Optimization of gridding algorithms for FFT by vector optimization

TL;DR

This paper introduces a vector optimization framework for designing optimal gridding kernels in FFT applications, leading to significant accuracy improvements over traditional methods like PSWF and MIRT-NUFFT.

Contribution

It redefines kernel optimality through vector optimization, providing a rigorous method to construct tailored kernels with superior error performance.

Findings

Proposed kernels outperform PSWF and MIRT-NUFFT in specific regions.

Achieved orders-of-magnitude improvements in mean absolute errors.

Validated the effectiveness of VO-based kernel design through experiments.

Abstract

The Fast Fourier Transform (FFT) is widely used in applications such as MRI, CT, and interferometry; however, because of its dependence on uniformly sampled data, it requires the use of gridding techniques for practical implementation.

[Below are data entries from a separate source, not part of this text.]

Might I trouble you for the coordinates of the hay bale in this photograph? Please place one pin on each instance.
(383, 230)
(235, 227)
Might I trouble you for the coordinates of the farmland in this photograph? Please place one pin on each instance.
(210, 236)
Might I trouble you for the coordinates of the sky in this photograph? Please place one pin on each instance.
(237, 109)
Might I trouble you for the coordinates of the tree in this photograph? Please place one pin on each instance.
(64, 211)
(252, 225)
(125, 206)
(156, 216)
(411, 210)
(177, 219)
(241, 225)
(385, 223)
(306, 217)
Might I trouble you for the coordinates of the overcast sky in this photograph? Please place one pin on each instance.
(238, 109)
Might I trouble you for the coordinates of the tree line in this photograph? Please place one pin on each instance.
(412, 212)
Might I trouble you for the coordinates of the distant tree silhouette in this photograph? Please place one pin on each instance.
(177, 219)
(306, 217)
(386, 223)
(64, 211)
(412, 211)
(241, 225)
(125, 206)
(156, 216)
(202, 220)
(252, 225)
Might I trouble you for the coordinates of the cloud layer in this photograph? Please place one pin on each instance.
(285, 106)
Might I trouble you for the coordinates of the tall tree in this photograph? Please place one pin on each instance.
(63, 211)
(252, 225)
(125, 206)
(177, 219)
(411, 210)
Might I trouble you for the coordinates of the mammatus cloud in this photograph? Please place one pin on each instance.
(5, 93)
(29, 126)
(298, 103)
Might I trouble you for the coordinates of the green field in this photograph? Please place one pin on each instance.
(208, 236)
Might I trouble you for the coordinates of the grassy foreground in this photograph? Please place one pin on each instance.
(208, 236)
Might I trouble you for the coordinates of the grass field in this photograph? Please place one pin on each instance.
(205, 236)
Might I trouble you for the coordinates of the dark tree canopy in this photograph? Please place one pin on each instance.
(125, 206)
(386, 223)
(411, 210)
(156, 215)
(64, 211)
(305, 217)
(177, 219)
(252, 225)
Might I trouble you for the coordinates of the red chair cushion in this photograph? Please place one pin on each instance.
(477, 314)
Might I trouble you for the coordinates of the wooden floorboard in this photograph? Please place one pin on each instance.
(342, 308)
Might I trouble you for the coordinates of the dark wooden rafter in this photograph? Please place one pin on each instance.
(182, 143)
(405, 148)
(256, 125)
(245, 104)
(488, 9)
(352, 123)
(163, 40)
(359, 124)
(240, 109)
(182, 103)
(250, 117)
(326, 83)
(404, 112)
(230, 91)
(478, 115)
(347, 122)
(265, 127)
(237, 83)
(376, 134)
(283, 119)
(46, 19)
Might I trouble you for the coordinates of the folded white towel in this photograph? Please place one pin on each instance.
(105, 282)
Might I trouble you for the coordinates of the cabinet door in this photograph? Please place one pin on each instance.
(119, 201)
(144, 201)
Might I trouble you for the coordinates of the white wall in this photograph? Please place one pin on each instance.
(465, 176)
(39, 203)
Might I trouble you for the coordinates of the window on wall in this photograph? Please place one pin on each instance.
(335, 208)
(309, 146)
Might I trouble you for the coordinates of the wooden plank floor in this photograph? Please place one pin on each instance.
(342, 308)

The performance of these algorithms strongly depends on the choice of the gridding kernel, with the first prolate spheroidal wave function (PSWF) regarded as optimal. This work redefines kernel optimality through the lens of vector optimization (VO), introducing a rigorous framework that characterizes optimal kernels as Pareto-efficient solutions of an error shape operator. We establish the continuity of such operator, study the existence of solutions, and propose a novel methodology to construct kernels tailored to a desired target error function. The approach is implemented numerically via interior-point optimization. Comparative experiments demonstrate that the proposed kernels outperform both the PSWF and the state-of-the-art methods (MIRT-NUFFT) in specific regions of interest, achieving orders-of-magnitude improvements in mean absolute errors. These results confirm the potential of VO-based kernel design to provide customized accuracy profiles aligned with application-specific requirements. Future research will extend this framework to multidimensional cases and relative error minimization, with potential integration of machine learning for adaptive target error selection.